New Jersey-bred millionaire Green Gratto returned from a 28-month layoff Sunday at Monmouth Park, ran last, and promptly returned to the retired life, the Daily Racing Form reported.

Green Gratto, a gelded son of Here’s Zealous, went off at 12.90-1 in the allowance/optional claiming contest for state-breds. After showing early foot, he gave way on the turn in the six-furlong contest and “jogged home,” the Equibase chart said.

Green Gratto won three graded stakes in his career en route to earning more than $1.1 million. But he concluded the main body of his career on a 12-race losing streak in 2017-2018. That streak came on the heels of the most productive stretch of his career, when, in the course of three races, he won the Grade 1 Carter Handicap and Grade 3 Toboggan.

Through the bulk of his career, Green Gratto toiled for trainer Gaston Grant, who co-owned the horse with his brother Anthony Grant.

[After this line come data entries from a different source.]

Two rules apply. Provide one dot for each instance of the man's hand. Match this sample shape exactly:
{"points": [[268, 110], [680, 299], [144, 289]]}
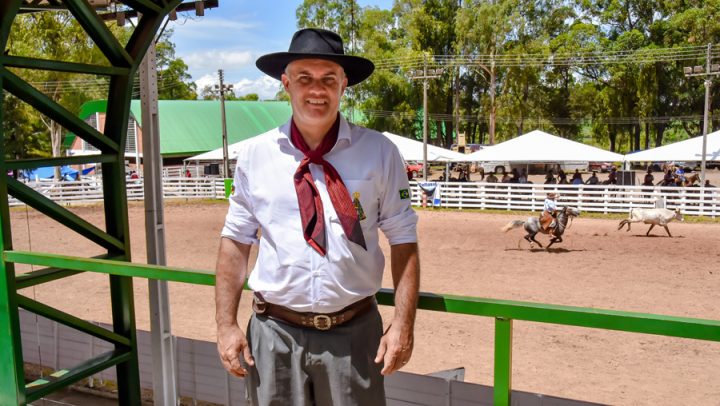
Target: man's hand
{"points": [[232, 343], [395, 349]]}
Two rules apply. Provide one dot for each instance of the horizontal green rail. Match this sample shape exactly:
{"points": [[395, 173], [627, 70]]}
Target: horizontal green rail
{"points": [[63, 378], [504, 311], [163, 273]]}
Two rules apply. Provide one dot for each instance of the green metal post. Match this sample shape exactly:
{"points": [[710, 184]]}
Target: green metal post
{"points": [[503, 361], [12, 376], [117, 225]]}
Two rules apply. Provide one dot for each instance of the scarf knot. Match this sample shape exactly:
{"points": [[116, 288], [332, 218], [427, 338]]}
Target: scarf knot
{"points": [[309, 202]]}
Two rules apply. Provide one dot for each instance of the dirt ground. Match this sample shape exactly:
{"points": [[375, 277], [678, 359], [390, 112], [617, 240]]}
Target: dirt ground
{"points": [[464, 253]]}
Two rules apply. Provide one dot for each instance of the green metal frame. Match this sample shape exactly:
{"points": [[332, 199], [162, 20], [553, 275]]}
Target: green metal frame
{"points": [[123, 62], [503, 311]]}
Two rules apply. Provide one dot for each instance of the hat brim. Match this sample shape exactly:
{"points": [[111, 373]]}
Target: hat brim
{"points": [[356, 68]]}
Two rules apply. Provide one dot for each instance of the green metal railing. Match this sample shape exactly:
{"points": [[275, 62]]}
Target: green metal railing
{"points": [[504, 311]]}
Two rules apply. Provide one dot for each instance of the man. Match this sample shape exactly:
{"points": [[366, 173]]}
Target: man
{"points": [[318, 189], [593, 179], [547, 218], [612, 176]]}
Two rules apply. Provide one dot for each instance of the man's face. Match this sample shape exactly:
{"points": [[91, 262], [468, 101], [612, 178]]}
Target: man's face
{"points": [[315, 87]]}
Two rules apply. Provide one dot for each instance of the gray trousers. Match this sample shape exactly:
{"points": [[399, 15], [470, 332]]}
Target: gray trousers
{"points": [[303, 366]]}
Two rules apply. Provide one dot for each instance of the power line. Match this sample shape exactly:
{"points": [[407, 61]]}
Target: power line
{"points": [[552, 120], [605, 57]]}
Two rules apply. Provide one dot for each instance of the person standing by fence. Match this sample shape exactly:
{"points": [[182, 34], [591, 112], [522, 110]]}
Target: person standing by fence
{"points": [[318, 188]]}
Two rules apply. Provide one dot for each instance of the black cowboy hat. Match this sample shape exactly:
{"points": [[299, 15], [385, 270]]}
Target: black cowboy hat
{"points": [[316, 43]]}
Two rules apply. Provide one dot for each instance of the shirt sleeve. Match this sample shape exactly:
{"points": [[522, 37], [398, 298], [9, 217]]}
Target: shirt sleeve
{"points": [[240, 222], [397, 219]]}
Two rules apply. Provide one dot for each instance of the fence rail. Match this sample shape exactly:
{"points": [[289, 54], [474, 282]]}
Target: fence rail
{"points": [[589, 198], [457, 195], [90, 189], [503, 311]]}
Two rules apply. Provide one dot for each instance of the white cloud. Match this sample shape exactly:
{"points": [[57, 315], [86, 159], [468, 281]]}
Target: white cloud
{"points": [[215, 29], [218, 58], [264, 86], [206, 80]]}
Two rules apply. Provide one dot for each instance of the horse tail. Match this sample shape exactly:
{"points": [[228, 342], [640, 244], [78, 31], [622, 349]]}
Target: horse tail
{"points": [[513, 224]]}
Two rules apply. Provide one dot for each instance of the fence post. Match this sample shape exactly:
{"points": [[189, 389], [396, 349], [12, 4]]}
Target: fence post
{"points": [[503, 361]]}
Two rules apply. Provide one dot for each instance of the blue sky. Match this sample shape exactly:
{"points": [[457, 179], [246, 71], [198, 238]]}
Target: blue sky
{"points": [[232, 36]]}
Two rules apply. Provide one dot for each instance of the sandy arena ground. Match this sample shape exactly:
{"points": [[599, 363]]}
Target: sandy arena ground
{"points": [[464, 253]]}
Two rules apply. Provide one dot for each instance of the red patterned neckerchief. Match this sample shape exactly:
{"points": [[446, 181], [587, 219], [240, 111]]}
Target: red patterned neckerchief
{"points": [[311, 207]]}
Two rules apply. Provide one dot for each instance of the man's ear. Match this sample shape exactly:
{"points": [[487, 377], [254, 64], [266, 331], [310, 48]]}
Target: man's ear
{"points": [[285, 81]]}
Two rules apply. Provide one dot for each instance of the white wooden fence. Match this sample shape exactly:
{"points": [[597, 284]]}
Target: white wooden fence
{"points": [[587, 198], [456, 195]]}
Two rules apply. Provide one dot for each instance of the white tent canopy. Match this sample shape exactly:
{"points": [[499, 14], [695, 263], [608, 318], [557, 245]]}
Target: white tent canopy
{"points": [[411, 150], [688, 150], [539, 146]]}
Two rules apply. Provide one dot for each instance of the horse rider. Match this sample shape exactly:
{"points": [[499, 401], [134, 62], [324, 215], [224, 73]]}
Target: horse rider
{"points": [[549, 214]]}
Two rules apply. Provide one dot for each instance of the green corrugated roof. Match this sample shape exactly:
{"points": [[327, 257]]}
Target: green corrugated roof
{"points": [[189, 127]]}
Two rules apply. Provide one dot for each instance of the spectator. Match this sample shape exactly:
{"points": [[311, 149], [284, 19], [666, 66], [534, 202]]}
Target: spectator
{"points": [[668, 178], [550, 178], [515, 176], [562, 177], [506, 178], [592, 180], [577, 178], [612, 176], [649, 178], [523, 176], [680, 173]]}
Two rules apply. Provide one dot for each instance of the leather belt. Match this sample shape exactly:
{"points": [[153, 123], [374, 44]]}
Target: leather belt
{"points": [[319, 321]]}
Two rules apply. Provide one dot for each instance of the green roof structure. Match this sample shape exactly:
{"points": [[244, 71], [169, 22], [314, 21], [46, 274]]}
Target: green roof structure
{"points": [[189, 127]]}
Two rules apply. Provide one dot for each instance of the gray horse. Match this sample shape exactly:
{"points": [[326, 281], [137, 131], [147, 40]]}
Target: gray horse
{"points": [[532, 226]]}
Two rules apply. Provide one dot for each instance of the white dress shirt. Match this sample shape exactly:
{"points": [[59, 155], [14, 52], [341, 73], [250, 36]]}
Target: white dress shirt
{"points": [[288, 271]]}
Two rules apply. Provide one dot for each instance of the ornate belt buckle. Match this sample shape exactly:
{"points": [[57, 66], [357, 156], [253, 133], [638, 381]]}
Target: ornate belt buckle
{"points": [[322, 322], [259, 304]]}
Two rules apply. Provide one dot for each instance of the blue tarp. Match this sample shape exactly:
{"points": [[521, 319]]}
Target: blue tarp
{"points": [[48, 172]]}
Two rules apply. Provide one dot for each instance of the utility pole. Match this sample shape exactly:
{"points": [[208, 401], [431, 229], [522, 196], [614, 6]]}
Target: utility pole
{"points": [[708, 72], [425, 74], [163, 348], [222, 88]]}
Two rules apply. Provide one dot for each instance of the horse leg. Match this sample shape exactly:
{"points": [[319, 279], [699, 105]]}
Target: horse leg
{"points": [[532, 237], [622, 224], [553, 241], [529, 239]]}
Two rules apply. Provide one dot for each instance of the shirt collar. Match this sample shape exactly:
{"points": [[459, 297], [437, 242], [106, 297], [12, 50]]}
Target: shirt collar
{"points": [[344, 134]]}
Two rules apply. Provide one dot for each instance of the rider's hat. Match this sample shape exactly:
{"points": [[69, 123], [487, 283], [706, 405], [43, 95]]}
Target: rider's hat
{"points": [[316, 43]]}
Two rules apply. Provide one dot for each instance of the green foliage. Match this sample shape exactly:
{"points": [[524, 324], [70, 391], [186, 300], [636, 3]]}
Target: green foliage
{"points": [[590, 70], [174, 81]]}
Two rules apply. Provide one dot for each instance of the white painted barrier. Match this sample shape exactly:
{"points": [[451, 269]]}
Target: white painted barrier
{"points": [[456, 195], [596, 198]]}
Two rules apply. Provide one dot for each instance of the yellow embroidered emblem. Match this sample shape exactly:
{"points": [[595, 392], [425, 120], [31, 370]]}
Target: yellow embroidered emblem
{"points": [[358, 206]]}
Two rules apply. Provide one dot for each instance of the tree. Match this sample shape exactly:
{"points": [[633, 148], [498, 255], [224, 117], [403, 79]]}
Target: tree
{"points": [[57, 36], [174, 81]]}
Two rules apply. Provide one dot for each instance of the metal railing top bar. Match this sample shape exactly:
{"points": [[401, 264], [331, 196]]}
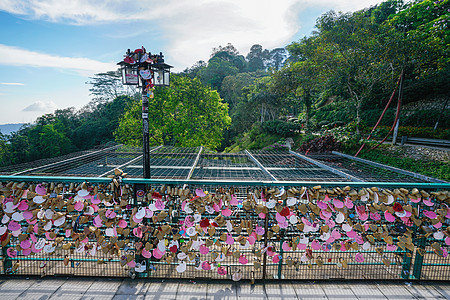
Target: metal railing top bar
{"points": [[430, 185], [191, 171], [67, 160], [394, 169], [260, 165], [324, 166], [121, 166]]}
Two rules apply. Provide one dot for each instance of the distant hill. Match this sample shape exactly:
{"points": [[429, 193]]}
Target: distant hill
{"points": [[8, 128]]}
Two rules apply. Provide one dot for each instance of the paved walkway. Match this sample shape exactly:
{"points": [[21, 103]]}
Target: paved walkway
{"points": [[93, 289]]}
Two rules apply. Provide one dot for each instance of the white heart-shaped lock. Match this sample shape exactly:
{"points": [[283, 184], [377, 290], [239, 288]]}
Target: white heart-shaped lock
{"points": [[80, 248], [5, 219], [110, 232], [282, 191], [291, 201], [271, 203], [162, 246], [304, 240], [365, 197], [181, 267], [83, 193], [347, 227], [59, 221], [48, 226], [390, 199], [439, 235], [325, 236], [191, 231], [293, 219], [340, 218], [49, 214], [9, 208], [375, 197], [229, 226], [197, 218], [209, 209], [181, 255], [40, 244], [40, 215], [188, 209], [220, 257], [140, 213], [366, 246], [49, 248], [38, 199], [152, 207], [17, 216]]}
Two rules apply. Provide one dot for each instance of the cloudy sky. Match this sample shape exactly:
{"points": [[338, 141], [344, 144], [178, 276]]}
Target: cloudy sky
{"points": [[50, 48]]}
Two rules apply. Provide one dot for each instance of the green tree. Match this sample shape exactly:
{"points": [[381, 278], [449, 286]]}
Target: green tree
{"points": [[187, 114]]}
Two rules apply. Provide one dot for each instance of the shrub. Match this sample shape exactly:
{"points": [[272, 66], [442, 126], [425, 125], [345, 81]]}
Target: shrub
{"points": [[326, 143], [281, 128], [423, 132]]}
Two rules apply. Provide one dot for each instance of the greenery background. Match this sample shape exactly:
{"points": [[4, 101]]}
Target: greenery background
{"points": [[336, 82]]}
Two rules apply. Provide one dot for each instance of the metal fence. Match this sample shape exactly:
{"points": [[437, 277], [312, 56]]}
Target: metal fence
{"points": [[119, 227]]}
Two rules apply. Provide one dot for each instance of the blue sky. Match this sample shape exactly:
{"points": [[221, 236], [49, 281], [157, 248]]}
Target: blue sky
{"points": [[50, 48]]}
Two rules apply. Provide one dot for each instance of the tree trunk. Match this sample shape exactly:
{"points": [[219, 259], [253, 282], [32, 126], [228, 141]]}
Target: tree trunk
{"points": [[307, 110]]}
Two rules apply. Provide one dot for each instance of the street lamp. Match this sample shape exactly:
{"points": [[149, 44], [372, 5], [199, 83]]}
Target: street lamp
{"points": [[145, 70]]}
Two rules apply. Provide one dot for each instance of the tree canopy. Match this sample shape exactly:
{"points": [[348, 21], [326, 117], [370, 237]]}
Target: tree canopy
{"points": [[186, 114]]}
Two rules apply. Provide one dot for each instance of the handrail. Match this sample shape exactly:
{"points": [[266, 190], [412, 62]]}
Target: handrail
{"points": [[427, 185]]}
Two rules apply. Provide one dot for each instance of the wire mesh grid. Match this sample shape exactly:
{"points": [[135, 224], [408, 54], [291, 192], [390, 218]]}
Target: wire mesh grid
{"points": [[325, 263], [285, 166], [57, 165], [236, 166], [168, 162], [366, 172]]}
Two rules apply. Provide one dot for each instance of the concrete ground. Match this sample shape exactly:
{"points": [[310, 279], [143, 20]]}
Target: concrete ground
{"points": [[27, 288]]}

He concluded the bulk of his career after a third-place finish in an allowance/optional claimer April 19, 2018.

He was sold with the intention of turning him into a stallion, but that effort failed; Green Gratto proved to be infertile. His owners, Norman and Liz Wilson, who race as Oakleaf Farm, said that the horse grew dispirited with farm life, which spurred them to return him to the track.

But that effort had critics, who pointed out the risk both to the 10-year-old horse, who’d been away from racing for more than two years, and to the industry itself, which would have borne the brunt of criticism had something gone awry.

Fortunately for both horse and industry, nothing did go awry. Jockey Hector Diaz, Jr. protected the horse rather than persevere with him, and the Kathleen O’Connell trainee will now — for good, perhaps — move onto the next phase of his life.